Tuesday, August 1, 2006

"News Hounds" Feedback: Is it Just About the "Bigs"?

My News Analysis piece on newspapers integrating external news headlines from Inform into their Web pages drew a response from Paula Hane, News Bureau Chief for Information Today, Inc. Paula notes: "For the big guys this is ho hum. However, for smaller publishers and media orgs, the real gain would be to pull in related content from your own site and from affiliated sites and sister publications." Good point, Paula, it does all start with your own publications to make sure that there's good navigation to contextual content that will support more page views. But beyond that essential content brand reinforcement there's the need to build editorial strength in the eyes of one's audience. Smaller publishers as much as any other kind treasure each click that can be held to one's native content. But that instinct has limited the reach of all news publications as users crawl far and wide to get a comprehensive picture of what's happening in specific niches - hence our own daily search for headlines that takes us to dozens of Web sites and search engines.

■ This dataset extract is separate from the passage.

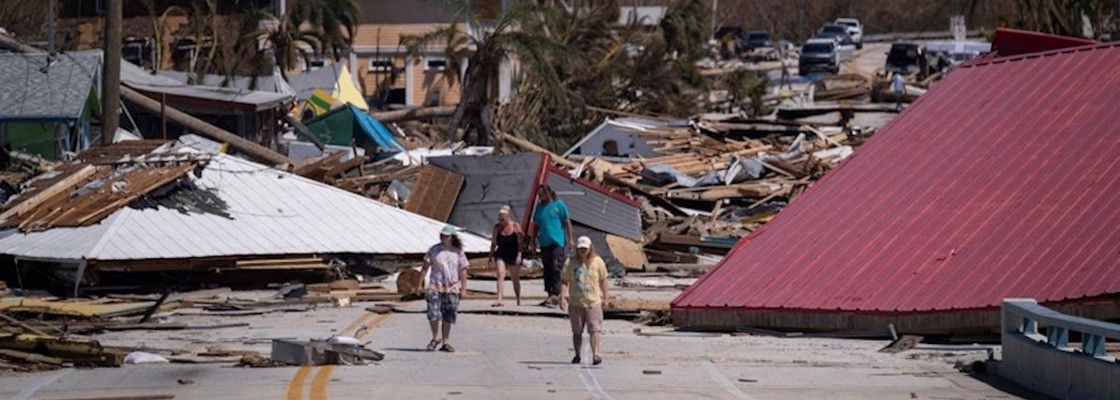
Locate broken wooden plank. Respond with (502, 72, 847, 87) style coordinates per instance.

To bring it back to the Pew Research data, look at the huge gap between "online newspapers" and "online news" - that's the gap between one's own publications and the interests of one's audiences. There's only so much content that any publication can hope to generate to fill that gap. With that in mind, there is at least in the abstract an argument for smaller publications being MORE aggressive than larger publications in seeking out links to external content using editorial resources. The big publications are more likely to opt for automation because of the breadth and scale of content that they span. But smaller niche publications can afford to be more aggressive about cherry-picking content from other sources to allow them to have a broader set of content that can appeal to readers while allowing editorial resources to focus on the most important items. This can take those resources away from repackaging press releases and other routine activities that could be better focused elsewhere.

There are no pat answers to how to adapt a mainstream publication to a readership that's used to looking elsewhere for a full set of content to meet their needs, but considering carefully how active selection of links can help that effort is an essential element of successfully expanding a publication's focus.